Car le docteur Huez sait faire du bruit. Au début de sa carrière, il avait déjà claqué la porte de Matra après une conférence de presse où il dénonçait la détérioration de la santé des salariés. Tout sauf « antipatron », le fondateur de l’association Santé et Médecine du travail, par ailleurs pilier de la consultation souffrance au travail du CHU de Tours, se voit aujourd’hui reprocher son manque de recul par le Conseil de l’ordre. Poursuivi par Orys, un sous-traitant d’EDF, pour un certificat liant l’état dépressif d’un salarié au « vécu de maltraitance » à la centrale, il a écopé début janvier d’un avertissement. « Il y a une quinzaine d’affaires en cours dans 10 départements, recense-t-il. Face au chantage des employeurs, beaucoup de médecins cèdent et reviennent sur leur diagnostic. » Pas son genre. Quitte à devoir passer moins de temps à observer les oiseaux, la passion d’un homme qui se rêvait vétérinaire… E. S.
PIERRE PLUTA
Inlassable militant du procès pénal de l’amiante
Sans cet ancien ajusteur mécanicien des chantiers navals de Dunkerque, 67 ans, la bataille médiatique pour un procès pénal de l’amiante n’aurait pas été gagnée.

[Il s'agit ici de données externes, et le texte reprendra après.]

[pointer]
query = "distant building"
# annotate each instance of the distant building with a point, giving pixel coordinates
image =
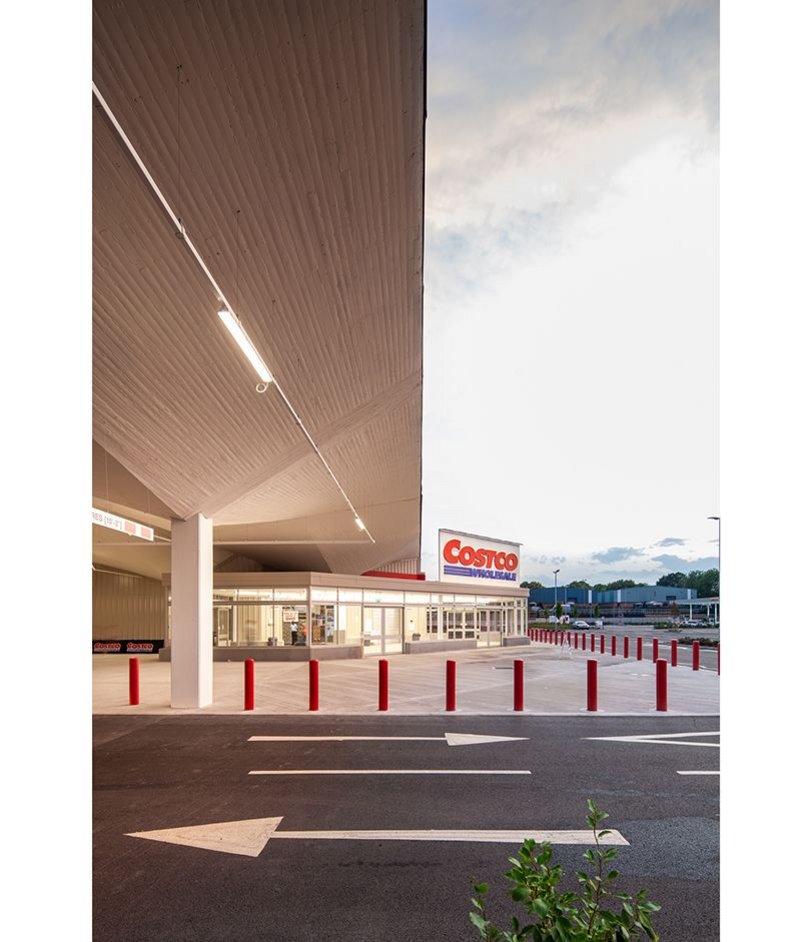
(653, 596)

En réaction à un non-lieu délivré en 2003, après les plaintes déposées par son association régionale des victimes, il a mobilisé 470 veuves, vite aux premiers rangs des cortèges nationaux. Jusqu’à l’ouverture fin 2005 d’une information judiciaire à multiples rebondissements. L’actuel président de l’Association nationale des victimes rêve toujours d’un procès pénal de l’amiante.
L’APPEL DES APPELS
Les antinormalisation
Professionnels de la culture, de la justice, enseignants et travailleurs sociaux… Ils sont plus de 87 000 à avoir signé ce manifeste « pour remettre l’humain au cœur de la société », qui dénonce les logiques de normalisation et d’évaluation sur de seuls critères économiques. Lancé depuis 2008 par Roland Gori, psychanalyste et professeur de psychopathologie clinique à l’université d’Aix-Marseille, le mouvement étrille la MAP de François Hollande, comme naguère la RGPP de Nicolas Sarkozy.
GÉNÉRATION PRÉCAIRE
La voix des stagiaires
Depuis l’appel à la rébellion lancé en 1995 sur Internet, les masques blancs de Génération précaire (dont Julien Bayou, élu EE-LV d’Ile-de-France, est une figure historique) maintiennent la pression pour restaurer, dans leurs droits de travailleurs, les stagiaires d’entreprises et de l’administration. Sans guère d’effet concret, malgré trois lois. La proposition de loi PS, en cours d’examen, leur semble « sans ambition ».